The Day Before, previously Steam's second most-wishlisted game, has been relatively quiet since it was brought low by a trademark dispute from a calendar app called, well, TheDayBefore. The dispute saw its Steam page delisted, its YouTube videos taken down, and its developer, Fntastic, put out a series of strange and ill-judged comments that had fans wondering if the entire game's development was some kind of elaborate hoax.
But Fntastic co-founders Eduard and Aisen Gotovtsev have now shed a bit more light on what's going in during an interview with WellPlayed, where they addressed the ongoing trademark problems, the studio's use of volunteer labour, and dropped a new trailer that once again succeeded in conveying very little information at all.

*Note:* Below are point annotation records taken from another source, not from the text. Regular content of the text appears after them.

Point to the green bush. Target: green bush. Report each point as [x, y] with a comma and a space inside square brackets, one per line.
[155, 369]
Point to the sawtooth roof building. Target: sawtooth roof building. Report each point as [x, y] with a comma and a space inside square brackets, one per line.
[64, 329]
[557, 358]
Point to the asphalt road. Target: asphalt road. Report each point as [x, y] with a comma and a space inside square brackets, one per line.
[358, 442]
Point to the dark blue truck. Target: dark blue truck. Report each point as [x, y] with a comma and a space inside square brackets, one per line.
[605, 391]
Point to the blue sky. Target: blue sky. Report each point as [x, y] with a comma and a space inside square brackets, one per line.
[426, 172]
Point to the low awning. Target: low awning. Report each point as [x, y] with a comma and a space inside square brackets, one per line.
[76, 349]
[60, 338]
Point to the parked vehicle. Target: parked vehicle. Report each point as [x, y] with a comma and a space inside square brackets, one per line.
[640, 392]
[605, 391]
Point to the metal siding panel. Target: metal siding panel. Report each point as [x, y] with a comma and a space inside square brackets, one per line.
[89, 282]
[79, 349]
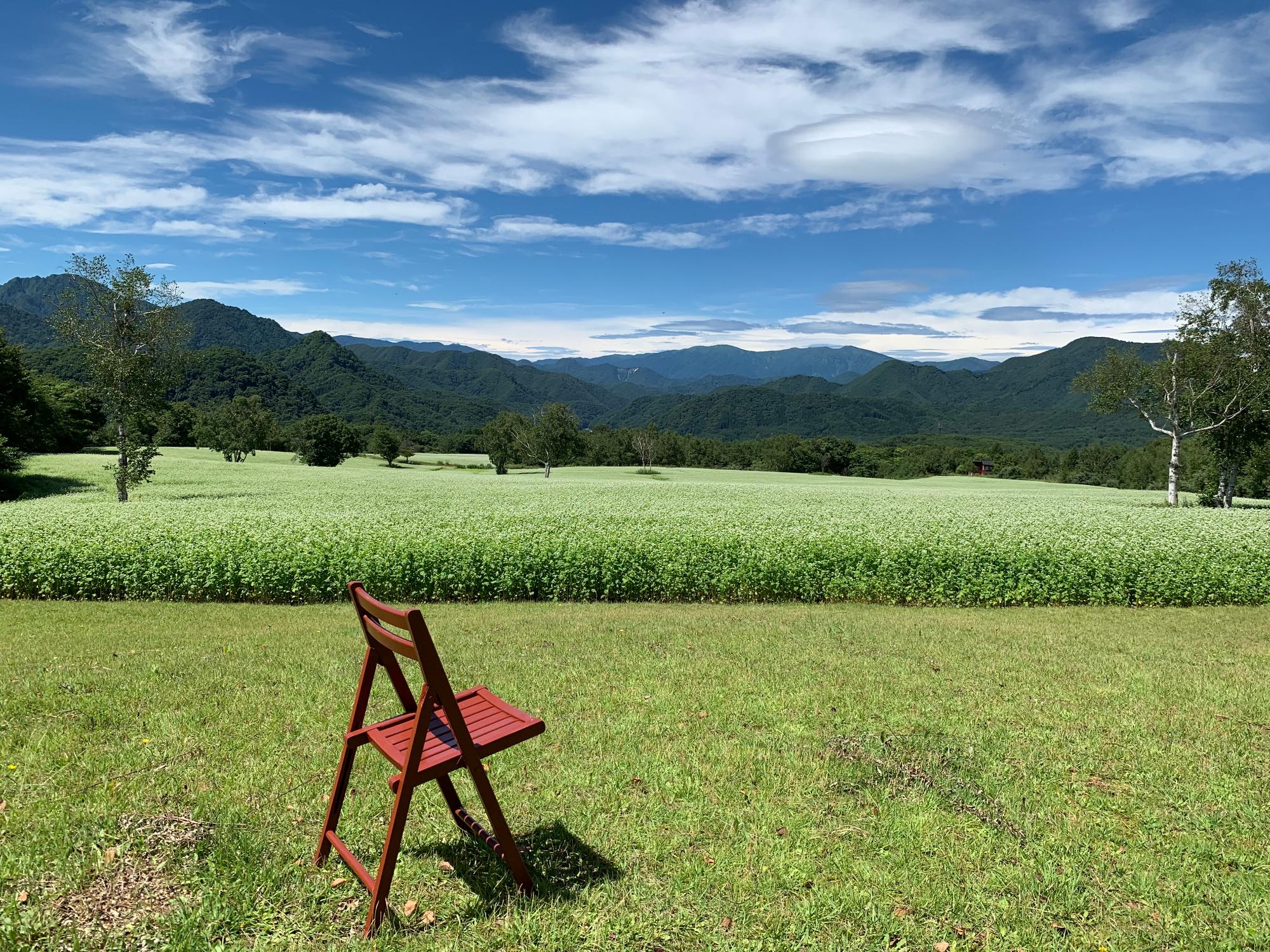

Asked about the game's legal situation and the status of its Steam release, Fntastic (or one of its co-founders, but which one is unclear) said that it believes that «power is in the truth,» and that it was an «indisputable fact» that the studio was «the first to start using this name related to the video game». I suspect TheDayBefore (the calendar app) might have something to say about that, though, given its maker's insistence that it has, in fact, been using the name since the app was first distributed in 2010.
The Gotovtsevs aren't letting that get to them, though. They went on to reassure everyone that The Day Before's «Steam page will be reinstated soon». «We’ll be back at the top of the wishlists,» they asserted. I don't know about you, but I'm not exactly encouraged. Fntastic's public communications have always felt like the studio is operating on some kind of separate plane of reality, and this doesn't seem any different.